Trata-se de mais uma das inúmeras incoerências do Estado Brasileiro que, conforme já afirmado, não serve ao cidadão, mas, ao contrário, se serve do cidadão[V], e de forma institucionalizada[VI],[VII], ao argumento (muitas vezes eivado de forte cinismo) que "tudo é feito em benefício da população". A realidade é que os órgãos de regulação se auto protegem para que cada vez mais a máquina administrativa fique inchada de servidores públicos, criando e fortalecendo o que se convencionou denominar por a arrogância do subdesenvolvimento.
Notas
[1] GONÇALVES, Joana Carla Soares; BODE, Klaus (Org.). Edifício Ambiental. São Paulo: Oficina de Textos, 2015. Disponível em: https://goo.gl/DBJCGs. Acesso em: 12 jun. 2017.
[2] BRASIL. Constituição (1988). Constituição da República Federativa do Brasil. Brasília-DF: Senado Federal, 1988. Disponível em: www.planalto.gov.br. Acesso em: 04.2018.
[3] PANCERI, Rafaella. Fique por dentro das regras para transportar medicamentos em aeroportos. Correio Braziliense, 11 set. 2015. Disponível em: https://goo.gl/rHvAZo. Acesso em: 12 jun. 2017.
[4] AMARAL NETO, Roberto Franco do. Melatonina, mais do que um “hormônio do sono”! Blog do autor, 13 jun. 2013. Disponível em: https://goo.gl/Mpzfoa. Acesso em 12 jun. 2017
[5] LOPES, Hélio Vasconcellos. Antibióticos: com ou sem receita médica? Revista Panamericana de Infectologia, on-line. N.2 – 2010. Disponível em: https://goo.gl/8PDvTn. Acesso em: 29 mai. 2017.
[6] VENTURA, Manoel; CASEMIRO, Luciana. Loteamento de Cargos na ANS. O Globo, 02 jul. 2017, p. 33.
[7] PALÁCIOS, Marisa; REGO, Sergio; LINO, Maria Helena. Promoção e propaganda de medicamentos em ambientes de ensino: elementos para o debate. Revista Interface - Comunicação, Saúde, Educação, on-line, Botucatu, vol. 12, n. 27, Oct./Dec. 2008. Disponível em: https://goo.gl/i5BEZX. Acesso em 12 jun. 2017.

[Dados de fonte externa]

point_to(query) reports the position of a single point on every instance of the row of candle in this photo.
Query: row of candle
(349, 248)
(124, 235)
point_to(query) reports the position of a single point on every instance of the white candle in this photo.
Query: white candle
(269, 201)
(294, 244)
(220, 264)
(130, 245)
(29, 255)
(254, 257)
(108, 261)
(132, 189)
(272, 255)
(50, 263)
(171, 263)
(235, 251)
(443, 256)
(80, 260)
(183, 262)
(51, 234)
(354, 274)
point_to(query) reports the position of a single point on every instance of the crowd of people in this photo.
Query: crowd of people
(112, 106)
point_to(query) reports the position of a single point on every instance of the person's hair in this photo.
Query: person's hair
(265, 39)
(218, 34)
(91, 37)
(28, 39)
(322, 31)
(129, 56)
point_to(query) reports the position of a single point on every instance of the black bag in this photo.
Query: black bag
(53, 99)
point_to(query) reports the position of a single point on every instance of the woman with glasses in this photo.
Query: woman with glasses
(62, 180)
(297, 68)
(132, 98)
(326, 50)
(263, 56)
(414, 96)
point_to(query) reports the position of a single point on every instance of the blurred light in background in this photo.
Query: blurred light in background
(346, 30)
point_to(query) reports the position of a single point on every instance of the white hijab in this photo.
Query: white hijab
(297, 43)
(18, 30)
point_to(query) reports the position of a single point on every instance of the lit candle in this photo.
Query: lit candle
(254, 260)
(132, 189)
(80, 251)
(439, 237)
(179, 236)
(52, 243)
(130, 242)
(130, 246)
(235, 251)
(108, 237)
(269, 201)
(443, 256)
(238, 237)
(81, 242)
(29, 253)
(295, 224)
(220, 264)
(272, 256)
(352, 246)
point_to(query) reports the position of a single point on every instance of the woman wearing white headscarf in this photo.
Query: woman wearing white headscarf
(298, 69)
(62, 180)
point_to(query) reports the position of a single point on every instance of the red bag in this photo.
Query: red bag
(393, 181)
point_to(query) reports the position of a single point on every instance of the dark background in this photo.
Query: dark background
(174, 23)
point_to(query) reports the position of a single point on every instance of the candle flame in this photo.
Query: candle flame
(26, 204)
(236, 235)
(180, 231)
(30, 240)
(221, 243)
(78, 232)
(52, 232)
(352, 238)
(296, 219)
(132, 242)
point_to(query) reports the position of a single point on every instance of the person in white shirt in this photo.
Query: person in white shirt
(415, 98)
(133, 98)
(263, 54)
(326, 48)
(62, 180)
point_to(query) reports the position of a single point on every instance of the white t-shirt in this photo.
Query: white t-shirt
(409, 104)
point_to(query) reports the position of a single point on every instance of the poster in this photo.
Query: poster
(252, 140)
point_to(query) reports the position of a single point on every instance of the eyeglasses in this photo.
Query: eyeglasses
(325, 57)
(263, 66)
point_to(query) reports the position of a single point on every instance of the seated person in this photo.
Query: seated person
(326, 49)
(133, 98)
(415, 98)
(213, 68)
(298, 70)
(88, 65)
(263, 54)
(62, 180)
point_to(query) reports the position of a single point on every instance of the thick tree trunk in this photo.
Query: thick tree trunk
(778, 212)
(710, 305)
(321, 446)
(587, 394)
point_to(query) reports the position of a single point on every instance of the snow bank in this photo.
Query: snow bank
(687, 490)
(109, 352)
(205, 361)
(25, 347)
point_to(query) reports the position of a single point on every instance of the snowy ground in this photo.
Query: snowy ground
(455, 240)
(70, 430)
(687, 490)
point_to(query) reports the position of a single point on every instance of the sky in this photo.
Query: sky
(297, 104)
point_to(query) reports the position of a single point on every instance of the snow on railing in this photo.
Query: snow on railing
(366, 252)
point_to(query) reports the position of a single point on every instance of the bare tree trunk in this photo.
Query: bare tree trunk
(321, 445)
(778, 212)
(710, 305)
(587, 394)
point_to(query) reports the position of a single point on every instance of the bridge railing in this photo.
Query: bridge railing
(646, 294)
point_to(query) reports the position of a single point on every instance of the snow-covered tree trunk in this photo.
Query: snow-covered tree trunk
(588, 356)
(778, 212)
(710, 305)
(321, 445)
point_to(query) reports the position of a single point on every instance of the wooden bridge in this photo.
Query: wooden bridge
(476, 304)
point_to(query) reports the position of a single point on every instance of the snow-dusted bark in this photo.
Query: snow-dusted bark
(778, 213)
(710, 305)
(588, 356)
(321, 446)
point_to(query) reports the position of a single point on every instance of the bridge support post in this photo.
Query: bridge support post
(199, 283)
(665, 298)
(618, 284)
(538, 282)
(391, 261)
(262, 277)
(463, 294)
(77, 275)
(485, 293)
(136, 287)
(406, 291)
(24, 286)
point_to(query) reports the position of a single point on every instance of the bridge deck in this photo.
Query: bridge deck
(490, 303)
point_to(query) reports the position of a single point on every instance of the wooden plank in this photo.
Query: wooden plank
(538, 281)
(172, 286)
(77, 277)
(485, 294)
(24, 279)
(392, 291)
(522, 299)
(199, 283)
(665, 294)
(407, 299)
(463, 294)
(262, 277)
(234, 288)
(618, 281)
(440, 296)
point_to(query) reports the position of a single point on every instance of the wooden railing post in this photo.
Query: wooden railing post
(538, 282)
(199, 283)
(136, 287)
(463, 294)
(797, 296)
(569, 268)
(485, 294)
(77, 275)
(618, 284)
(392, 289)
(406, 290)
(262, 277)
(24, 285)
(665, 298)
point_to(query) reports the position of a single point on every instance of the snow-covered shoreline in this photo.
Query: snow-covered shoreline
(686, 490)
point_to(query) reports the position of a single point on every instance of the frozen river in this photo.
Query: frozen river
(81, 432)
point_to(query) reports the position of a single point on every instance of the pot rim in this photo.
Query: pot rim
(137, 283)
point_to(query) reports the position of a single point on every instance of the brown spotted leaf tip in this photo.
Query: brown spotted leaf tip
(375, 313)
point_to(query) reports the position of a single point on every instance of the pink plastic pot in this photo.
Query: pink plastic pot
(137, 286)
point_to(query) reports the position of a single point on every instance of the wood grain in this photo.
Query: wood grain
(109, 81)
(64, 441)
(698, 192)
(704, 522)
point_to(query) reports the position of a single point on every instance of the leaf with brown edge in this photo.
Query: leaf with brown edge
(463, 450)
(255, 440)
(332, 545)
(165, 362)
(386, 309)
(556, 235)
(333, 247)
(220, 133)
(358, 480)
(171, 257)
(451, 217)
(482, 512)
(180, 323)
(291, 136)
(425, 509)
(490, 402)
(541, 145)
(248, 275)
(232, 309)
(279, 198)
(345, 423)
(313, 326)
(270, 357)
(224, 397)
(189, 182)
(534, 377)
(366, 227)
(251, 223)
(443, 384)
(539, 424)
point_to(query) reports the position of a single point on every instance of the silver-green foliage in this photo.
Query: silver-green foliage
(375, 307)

[8] ANVISA. AGÊNCIA NACIONAL DE VIGILÂNCIA SANITÁRIA. Resolução da Diretoria Colegiada – RDC 102 de 30 de novembro de 2000. Disponível em: http://www.cff.org.br/userfiles/file/resolucao_sanitaria/102.pdf. Acesso em: 04/2018.
[9] PEREIRA, Cleidi. Como médicos são assediados pela indústria farmacêutica para prescrever medicamentos. Portal de notícias GAUCHAZH, 07 mai. 2017. Disponível em: https://goo.gl/arizdd. Acesso em: 12 jun. 2017.
NOTAS COMPLEMENTARES:
[I] A Incompreensível Burocracia Brasileira
A burocracia se constitui num dos maiores entraves ao desenvolvimento do Brasil, em quaisquer de suas formas: "Depois de dois anos sem conseguir validar seu diploma no Ministério da Educação, o famoso médico uruguaio FERNANDO VINUELA foi derrotado pela burocracia. Criador de um dos mais avançados métodos de tratamento de AVC, ele vai chefiar o departamento de Neurorradiologia da Universidade da Califórnia." (O Globo, 02/07/2017 p.18).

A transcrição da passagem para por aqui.